Not sure why people are so worried about developers getting trapped by locked down systems. I have plenty of other PC’s, running Linux, *BSD, Windows much less locked down. I’m very aware Apple is controlling of their platforms. No I’m not thrilled about certain aspects of the M1 platforms, but most platforms I’ve used feel locked down in some shape or form. If, in the case Apple tries some of the outlandish theories out there, I’ll simply cease to use it and probably trash Apple then as it will be useless to me, but I’m not locked into anything.
I've looked at the trajectory of Apple these past few years with mounting bitter-sweetness. At its best, MacOS really felt like the best of Unix combined with the consumer focus alluded to in the article. I still adore the craftsmanship of the latest Macbooks, but my 2015 Macbook felt like the apex of Mac's design. It was the kind of device that was such a pleasure to develop on. You could leverage the power of Unix in a UI designed with thoughtfulness and care. It reminded you that power and accessibility to end-users can be balanced. And now that balance has tipped away from the power-user, the developers, to the end-user, and in doing so I question my commitment to this extraordinary ecosystem. Why develop on a platform that contends with me every step of the way? Because the users and the money are there? That was never what brought me to the Macbook.
EDIT: I suppose most users in the Apple ecosystem aren't on Macbooks, but iPhones.
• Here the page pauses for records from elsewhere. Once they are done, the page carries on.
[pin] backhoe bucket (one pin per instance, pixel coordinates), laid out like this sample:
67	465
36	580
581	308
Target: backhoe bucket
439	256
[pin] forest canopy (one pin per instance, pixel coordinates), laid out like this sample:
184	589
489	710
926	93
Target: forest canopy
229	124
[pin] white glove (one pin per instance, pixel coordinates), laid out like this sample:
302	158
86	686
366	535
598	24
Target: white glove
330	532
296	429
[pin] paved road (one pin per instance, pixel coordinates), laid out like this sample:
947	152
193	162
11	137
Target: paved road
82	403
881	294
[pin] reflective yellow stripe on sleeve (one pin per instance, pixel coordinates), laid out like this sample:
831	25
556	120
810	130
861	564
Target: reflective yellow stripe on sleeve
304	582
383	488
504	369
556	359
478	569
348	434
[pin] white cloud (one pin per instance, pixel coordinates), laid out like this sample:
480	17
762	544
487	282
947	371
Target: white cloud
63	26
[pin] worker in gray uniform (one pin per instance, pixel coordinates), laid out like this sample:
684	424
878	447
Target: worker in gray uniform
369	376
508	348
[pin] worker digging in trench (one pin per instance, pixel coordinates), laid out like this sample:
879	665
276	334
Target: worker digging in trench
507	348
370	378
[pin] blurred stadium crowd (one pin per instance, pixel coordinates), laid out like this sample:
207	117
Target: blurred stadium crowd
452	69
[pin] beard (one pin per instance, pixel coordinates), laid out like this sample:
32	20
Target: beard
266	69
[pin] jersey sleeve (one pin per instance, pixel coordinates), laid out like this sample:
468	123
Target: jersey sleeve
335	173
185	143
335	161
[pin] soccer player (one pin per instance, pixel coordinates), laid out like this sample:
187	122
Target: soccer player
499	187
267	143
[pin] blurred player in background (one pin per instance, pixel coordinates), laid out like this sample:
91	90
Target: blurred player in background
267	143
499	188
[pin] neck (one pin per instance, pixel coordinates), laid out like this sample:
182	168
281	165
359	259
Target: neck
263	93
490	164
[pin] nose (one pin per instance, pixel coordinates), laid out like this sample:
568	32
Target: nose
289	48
Unfortunately, I fear what Apple is doing and will do to macOS. The trend seems to be that they are making it into another walled garden, ala iOS. I can still run Linux, but I hate that Apple's main competitor on the desktop is lowering the bar so, so low, and exerting so little effort to keep them on their toes to make something that people continue to want.
I haven't upgraded my intel macbook pro from 2019 just because the ram and ssd upgrade are irritatingly expensive, but eventually I'm sure it'll be tolerable somehow, either because my current one has become wildly too slow or because the cost comes down.
I have no reason to buy an iPhone, so I don't, what's the problem?